En aquella época los retratos áulicos de Sadam eran omnipresentes en Irak. Unas veces, el tirano iba vestido con uniforme de combate contemporáneo, otras con turbante y alfanje beduinos. Siempre era proclamado vencedor. Diversos conflictos se habían superpuesto en la Guerra del Golfo. Sadam la presentaba como la continuidad de la secular rivalidad entre árabes y persas; identificaba a sus tropas con los guerreros árabes medievales que derrotaron a los persas en la batalla de Qasidía. Con el transcurso de los años, a medida que Irán no sólo resistía sino que arañaba algunas islas y colinas iraquíes, Sadam había terminado desempolvando la historia de Babilonia. Él era heredero de Nabucodonosor y sus enemigos los nuevos Ciro y Jerjes I.

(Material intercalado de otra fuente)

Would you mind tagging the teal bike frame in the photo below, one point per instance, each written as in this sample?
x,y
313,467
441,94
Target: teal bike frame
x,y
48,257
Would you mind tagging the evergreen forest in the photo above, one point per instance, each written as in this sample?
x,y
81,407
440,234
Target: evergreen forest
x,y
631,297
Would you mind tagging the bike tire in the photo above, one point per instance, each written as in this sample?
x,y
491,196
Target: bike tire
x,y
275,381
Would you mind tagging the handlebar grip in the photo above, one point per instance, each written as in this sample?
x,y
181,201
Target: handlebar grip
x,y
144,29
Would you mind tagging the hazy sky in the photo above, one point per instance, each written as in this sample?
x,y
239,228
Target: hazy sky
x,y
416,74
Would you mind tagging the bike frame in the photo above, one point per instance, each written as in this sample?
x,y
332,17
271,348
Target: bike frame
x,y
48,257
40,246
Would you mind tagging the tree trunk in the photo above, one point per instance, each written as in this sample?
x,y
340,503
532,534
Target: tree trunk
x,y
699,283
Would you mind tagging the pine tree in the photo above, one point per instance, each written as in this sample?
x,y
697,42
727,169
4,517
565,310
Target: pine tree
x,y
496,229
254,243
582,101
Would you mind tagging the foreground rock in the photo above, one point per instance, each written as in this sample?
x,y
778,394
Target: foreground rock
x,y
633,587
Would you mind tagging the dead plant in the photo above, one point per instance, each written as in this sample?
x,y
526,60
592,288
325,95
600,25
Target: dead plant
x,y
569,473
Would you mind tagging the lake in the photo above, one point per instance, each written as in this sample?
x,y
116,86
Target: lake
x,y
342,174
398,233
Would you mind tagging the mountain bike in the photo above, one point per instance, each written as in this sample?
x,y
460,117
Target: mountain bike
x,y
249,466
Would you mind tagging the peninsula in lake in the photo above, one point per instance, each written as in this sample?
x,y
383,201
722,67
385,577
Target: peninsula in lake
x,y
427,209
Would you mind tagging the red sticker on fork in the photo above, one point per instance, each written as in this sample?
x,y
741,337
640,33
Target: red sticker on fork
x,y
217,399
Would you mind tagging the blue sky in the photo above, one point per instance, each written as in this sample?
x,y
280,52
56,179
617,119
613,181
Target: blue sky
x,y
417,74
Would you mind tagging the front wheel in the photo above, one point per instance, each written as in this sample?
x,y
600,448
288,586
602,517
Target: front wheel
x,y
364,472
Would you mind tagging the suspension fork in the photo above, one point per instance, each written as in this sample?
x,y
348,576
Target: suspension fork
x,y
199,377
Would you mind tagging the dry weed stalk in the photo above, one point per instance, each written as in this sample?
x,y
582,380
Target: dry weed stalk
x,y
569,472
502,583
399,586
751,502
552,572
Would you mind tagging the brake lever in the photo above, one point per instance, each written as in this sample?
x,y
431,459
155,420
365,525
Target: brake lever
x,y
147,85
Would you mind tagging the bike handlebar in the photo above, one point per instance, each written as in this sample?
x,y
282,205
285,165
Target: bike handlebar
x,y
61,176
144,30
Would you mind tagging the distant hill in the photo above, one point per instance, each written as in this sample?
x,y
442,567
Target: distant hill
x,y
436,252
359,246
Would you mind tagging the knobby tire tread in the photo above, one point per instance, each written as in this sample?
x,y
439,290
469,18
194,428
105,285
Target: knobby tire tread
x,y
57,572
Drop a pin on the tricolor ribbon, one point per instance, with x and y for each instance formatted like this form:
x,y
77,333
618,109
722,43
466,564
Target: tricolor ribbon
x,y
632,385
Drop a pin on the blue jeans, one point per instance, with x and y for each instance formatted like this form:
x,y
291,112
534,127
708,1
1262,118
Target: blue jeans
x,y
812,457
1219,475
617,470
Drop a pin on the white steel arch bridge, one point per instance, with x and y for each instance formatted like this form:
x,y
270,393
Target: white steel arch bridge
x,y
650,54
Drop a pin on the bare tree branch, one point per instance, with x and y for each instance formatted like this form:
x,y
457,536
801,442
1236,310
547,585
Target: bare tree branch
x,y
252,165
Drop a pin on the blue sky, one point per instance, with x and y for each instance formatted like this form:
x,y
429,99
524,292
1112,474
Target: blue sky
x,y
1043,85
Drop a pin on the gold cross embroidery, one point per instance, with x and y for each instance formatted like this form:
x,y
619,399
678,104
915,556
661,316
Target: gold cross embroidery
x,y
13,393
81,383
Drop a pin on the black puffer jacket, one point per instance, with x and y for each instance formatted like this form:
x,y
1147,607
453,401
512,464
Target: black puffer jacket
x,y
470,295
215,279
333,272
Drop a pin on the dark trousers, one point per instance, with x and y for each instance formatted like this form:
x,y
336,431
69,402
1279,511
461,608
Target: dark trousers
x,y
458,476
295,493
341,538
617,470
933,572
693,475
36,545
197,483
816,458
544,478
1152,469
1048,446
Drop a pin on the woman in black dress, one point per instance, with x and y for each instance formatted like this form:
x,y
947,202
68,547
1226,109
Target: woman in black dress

También había sido aquella guerra un episodio de la vieja disputa entre Irán e Irak por el control de Chat el Arab, pantanoso estuario formado por la unión de los ríos Tigres y Éufrates en la boca del golfo Pérsico, uno de los lugares del mundo más ricos en petróleo. Pero sobre todo había sido la expresión del principal conflicto político que desgarraba al mundo musulmán. Los regímenes de Bagdad y Teherán expresaban dos visiones radicalmente diferentes. La dictadura baazista de Sadam era laica, socializante y panarabista. El jomeinismo estaba basado en la teocracia y el panislamismo.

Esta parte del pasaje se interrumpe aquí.